Zur Begrüßung gibt es einen Strauß weiße Rosen. Nana Mouskouri nimmt das Empfangsgeschenk eines Berliner Hotels mit einem Lächeln entgegen, als sie zum Interview erscheint. Dass sie in Deutschland auch nach mehr als einem halben Jahrhundert vor allem mit ihrem Schlager-Hit "Weiße Rosen aus Athen" in Verbindung gebracht wird, stört sie nicht weiter - im Gegenteil.
"Der Song war sehr gut für meine Karriere. Dass ich in Deutschland als Schlagersängerin damit berühmt wurde, ist in Ordnung.
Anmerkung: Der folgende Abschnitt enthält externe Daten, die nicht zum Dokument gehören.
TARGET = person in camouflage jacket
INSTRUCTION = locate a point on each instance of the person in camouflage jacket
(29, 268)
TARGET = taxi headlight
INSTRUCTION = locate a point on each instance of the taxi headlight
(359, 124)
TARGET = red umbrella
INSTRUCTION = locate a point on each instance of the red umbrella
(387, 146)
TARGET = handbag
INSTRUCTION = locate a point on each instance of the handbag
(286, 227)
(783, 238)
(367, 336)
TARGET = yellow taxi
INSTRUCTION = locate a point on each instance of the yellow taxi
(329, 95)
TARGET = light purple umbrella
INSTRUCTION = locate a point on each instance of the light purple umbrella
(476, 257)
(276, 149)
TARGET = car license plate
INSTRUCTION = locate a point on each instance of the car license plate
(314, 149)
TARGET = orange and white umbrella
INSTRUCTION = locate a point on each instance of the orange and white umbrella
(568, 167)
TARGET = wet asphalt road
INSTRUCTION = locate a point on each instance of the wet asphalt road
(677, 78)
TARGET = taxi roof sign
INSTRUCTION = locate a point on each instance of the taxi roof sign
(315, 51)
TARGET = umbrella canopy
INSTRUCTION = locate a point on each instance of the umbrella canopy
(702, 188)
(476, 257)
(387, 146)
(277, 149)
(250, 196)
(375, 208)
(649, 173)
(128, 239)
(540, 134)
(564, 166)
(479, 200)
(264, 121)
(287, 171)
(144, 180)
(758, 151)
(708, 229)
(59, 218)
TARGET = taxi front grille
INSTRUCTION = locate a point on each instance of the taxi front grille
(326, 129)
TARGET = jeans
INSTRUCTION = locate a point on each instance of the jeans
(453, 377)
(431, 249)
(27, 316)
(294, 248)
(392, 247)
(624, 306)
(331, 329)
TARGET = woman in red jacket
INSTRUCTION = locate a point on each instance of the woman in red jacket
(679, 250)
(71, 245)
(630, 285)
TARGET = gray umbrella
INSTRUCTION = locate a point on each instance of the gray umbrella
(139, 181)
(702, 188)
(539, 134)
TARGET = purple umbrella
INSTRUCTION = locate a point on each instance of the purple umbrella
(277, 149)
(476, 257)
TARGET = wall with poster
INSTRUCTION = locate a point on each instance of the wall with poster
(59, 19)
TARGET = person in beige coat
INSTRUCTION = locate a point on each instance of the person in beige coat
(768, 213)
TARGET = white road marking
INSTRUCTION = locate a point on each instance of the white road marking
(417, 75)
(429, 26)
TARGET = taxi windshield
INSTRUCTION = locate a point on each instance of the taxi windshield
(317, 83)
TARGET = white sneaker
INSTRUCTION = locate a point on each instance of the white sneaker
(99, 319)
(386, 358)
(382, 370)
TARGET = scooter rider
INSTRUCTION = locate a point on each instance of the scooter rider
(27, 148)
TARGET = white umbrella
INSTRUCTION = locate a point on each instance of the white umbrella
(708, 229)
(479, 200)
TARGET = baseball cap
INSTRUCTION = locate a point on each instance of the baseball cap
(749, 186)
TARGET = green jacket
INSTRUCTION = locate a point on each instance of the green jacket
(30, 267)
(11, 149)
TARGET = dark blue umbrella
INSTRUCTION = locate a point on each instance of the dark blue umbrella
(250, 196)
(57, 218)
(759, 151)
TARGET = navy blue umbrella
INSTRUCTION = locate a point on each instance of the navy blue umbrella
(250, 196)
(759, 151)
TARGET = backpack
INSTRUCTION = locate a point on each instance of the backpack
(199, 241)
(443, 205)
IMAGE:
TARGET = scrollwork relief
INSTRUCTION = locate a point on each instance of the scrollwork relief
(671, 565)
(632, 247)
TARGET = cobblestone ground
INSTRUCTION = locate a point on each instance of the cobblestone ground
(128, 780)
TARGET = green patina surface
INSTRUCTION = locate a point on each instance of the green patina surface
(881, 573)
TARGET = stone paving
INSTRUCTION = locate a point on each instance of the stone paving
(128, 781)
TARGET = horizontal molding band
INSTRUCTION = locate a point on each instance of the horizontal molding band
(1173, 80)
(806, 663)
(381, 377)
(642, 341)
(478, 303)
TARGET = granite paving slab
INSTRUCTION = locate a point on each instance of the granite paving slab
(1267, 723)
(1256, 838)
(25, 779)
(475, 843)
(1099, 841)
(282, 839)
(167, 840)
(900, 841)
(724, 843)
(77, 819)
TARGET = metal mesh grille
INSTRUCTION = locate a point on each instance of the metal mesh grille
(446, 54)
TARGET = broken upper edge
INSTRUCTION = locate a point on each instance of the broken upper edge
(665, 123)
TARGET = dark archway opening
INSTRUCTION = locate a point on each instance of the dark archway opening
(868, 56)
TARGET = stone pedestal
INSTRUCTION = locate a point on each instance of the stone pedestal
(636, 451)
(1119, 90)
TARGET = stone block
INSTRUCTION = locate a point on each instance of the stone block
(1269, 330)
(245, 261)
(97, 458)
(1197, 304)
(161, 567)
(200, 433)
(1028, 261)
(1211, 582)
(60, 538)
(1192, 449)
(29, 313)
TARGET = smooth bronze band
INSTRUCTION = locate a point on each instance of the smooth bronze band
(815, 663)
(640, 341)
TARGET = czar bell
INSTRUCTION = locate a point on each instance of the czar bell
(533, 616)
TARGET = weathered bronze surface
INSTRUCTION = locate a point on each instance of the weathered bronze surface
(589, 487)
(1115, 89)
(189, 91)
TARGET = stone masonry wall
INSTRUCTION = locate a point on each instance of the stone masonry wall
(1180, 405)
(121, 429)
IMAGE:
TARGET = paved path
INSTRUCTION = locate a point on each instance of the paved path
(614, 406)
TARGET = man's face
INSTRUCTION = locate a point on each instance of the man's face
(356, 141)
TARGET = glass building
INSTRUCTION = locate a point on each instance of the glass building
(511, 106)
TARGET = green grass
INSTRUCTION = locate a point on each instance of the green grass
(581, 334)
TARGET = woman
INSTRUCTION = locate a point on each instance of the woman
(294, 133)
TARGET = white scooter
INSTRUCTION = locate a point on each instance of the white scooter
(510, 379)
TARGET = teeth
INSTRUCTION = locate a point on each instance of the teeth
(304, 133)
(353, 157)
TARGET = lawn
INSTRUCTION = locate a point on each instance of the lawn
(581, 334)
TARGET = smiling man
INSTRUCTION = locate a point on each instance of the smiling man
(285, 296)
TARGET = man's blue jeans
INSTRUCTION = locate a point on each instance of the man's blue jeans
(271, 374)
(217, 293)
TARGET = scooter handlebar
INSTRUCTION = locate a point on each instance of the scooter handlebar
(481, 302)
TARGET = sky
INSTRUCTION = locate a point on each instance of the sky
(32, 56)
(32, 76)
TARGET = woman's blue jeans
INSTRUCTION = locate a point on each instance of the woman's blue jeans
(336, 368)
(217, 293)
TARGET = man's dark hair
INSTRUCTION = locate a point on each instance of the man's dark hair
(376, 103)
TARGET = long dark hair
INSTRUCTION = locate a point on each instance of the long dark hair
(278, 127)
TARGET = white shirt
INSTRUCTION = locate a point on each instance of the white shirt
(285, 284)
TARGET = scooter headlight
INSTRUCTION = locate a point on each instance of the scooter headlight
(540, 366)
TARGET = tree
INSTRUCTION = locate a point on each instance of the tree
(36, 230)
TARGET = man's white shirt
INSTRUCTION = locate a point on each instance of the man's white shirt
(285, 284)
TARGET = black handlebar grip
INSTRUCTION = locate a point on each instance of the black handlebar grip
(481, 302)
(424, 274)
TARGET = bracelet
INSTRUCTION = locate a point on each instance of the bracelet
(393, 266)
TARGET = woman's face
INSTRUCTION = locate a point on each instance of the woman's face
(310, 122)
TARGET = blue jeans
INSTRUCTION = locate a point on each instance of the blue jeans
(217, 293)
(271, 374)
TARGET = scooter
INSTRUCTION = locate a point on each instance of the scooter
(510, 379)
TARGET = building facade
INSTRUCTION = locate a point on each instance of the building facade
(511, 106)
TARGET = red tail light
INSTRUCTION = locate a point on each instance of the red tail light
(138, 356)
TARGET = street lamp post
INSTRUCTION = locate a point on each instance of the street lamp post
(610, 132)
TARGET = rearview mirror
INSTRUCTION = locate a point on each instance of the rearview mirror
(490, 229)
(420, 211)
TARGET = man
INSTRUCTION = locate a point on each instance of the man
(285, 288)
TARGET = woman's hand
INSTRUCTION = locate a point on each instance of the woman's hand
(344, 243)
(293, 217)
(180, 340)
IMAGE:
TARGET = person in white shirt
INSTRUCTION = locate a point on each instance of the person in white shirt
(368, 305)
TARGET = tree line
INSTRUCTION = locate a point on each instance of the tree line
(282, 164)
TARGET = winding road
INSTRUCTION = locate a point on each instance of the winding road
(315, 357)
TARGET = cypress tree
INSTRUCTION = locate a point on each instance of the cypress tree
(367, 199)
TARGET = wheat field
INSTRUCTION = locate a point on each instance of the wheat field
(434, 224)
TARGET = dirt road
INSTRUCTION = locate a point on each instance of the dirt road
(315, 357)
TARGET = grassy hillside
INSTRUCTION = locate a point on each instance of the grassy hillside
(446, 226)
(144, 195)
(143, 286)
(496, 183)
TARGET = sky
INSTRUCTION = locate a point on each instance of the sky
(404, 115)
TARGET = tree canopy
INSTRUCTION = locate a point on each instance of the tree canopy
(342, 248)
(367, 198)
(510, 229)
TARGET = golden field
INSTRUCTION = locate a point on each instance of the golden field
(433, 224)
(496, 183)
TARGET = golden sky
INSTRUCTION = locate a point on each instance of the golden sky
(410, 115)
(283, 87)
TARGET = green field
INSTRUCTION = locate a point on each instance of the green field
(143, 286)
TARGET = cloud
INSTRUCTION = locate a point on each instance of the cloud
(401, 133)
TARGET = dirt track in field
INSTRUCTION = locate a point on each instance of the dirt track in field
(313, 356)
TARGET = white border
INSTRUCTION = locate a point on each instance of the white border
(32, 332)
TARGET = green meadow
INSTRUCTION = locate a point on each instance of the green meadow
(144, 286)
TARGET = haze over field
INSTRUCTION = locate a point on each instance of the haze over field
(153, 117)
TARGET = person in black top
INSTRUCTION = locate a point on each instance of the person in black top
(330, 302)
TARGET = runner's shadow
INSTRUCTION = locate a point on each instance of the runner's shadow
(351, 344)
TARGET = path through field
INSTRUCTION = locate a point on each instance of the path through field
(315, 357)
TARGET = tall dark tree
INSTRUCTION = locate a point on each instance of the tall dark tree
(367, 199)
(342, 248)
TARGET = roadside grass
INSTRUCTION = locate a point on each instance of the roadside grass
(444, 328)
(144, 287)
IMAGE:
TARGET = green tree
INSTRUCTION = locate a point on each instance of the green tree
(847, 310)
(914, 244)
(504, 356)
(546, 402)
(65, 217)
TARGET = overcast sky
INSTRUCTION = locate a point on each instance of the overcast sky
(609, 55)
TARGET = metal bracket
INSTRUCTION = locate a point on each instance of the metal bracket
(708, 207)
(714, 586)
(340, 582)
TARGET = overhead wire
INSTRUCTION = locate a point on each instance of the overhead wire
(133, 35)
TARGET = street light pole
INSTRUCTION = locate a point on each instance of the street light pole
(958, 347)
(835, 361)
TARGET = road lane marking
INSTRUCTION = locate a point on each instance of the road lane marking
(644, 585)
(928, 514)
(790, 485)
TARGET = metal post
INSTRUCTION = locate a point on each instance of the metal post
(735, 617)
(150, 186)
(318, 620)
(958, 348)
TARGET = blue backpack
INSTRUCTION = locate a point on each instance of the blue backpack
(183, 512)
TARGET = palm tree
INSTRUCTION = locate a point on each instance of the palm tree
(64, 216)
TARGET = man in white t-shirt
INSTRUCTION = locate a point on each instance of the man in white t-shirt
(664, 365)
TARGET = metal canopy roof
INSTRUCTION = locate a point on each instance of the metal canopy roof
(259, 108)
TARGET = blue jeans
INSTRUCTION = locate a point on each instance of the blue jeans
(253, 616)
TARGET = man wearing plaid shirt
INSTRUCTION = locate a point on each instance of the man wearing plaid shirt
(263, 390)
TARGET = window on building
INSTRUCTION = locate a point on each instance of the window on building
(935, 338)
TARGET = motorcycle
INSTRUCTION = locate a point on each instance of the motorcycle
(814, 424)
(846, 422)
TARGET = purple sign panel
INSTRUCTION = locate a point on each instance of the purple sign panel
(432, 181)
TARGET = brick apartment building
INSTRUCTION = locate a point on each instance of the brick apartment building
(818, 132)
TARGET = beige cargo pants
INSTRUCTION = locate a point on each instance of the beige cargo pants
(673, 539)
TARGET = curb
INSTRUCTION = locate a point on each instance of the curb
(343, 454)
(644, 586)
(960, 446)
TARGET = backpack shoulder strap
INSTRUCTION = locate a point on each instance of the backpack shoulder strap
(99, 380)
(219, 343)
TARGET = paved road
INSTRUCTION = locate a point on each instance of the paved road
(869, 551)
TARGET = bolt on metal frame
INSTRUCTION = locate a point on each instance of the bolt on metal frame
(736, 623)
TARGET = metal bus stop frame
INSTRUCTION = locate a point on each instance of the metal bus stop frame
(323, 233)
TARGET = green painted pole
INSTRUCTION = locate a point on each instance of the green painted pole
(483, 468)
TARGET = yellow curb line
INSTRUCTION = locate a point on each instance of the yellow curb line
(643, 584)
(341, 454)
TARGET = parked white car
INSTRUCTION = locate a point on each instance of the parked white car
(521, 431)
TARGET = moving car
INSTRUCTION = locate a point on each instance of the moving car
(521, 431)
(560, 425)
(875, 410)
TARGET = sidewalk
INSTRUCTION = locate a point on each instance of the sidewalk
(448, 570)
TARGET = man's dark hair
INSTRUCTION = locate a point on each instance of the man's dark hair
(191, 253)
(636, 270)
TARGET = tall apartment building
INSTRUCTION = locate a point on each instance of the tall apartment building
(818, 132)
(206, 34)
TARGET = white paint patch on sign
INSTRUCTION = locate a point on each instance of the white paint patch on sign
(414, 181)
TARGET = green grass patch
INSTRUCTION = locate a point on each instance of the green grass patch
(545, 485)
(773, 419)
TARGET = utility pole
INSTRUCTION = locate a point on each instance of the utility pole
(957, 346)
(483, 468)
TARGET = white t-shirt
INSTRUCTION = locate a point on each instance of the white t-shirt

Musik ist Musik", sagt sie. Die schwarze, viereckige Brille, die zu ihrem Markenzeichen wurde, trägt Nana Mouskouri mit 83 Jahren wie eh und je. Im Gespräch geht sie spielerisch mit solchen Wiedererkennungsmerkmalen um, "ich habe noch ein paar Brillen zuhause", sagt sie, es sollen Dutzende sein. Ihr neues Album heißt "Forever young", ewig jung sind die 15 Titel tatsächlich - von Elvis' "In the Ghetto" bis Bob Dylans "Wallflower".
Kein Vermächtnis
Es ist eine Hommage an musikalische Vorbilder und Weggefährten - von Charles Aznavour und Marlene Dietrich bis zu Amy Winehouse - und eben auch an Dylan, von dem sie sich den Titelsong für die CD ausgeliehen hat. Ein Vermächtnis sei die Platte nicht, das stellt die Sängerin im Gespräch schnell klar, eher eine Erinnerung an jene, "die mir geholfen haben, dass ich da jetzt bin, wo ich bin". Sie nehme das Leben so an, wie es sich abgespielt habe. "Man wird geboren, man wächst und reift, und dazwischen gibt es wenig Zeit, zurückzublicken."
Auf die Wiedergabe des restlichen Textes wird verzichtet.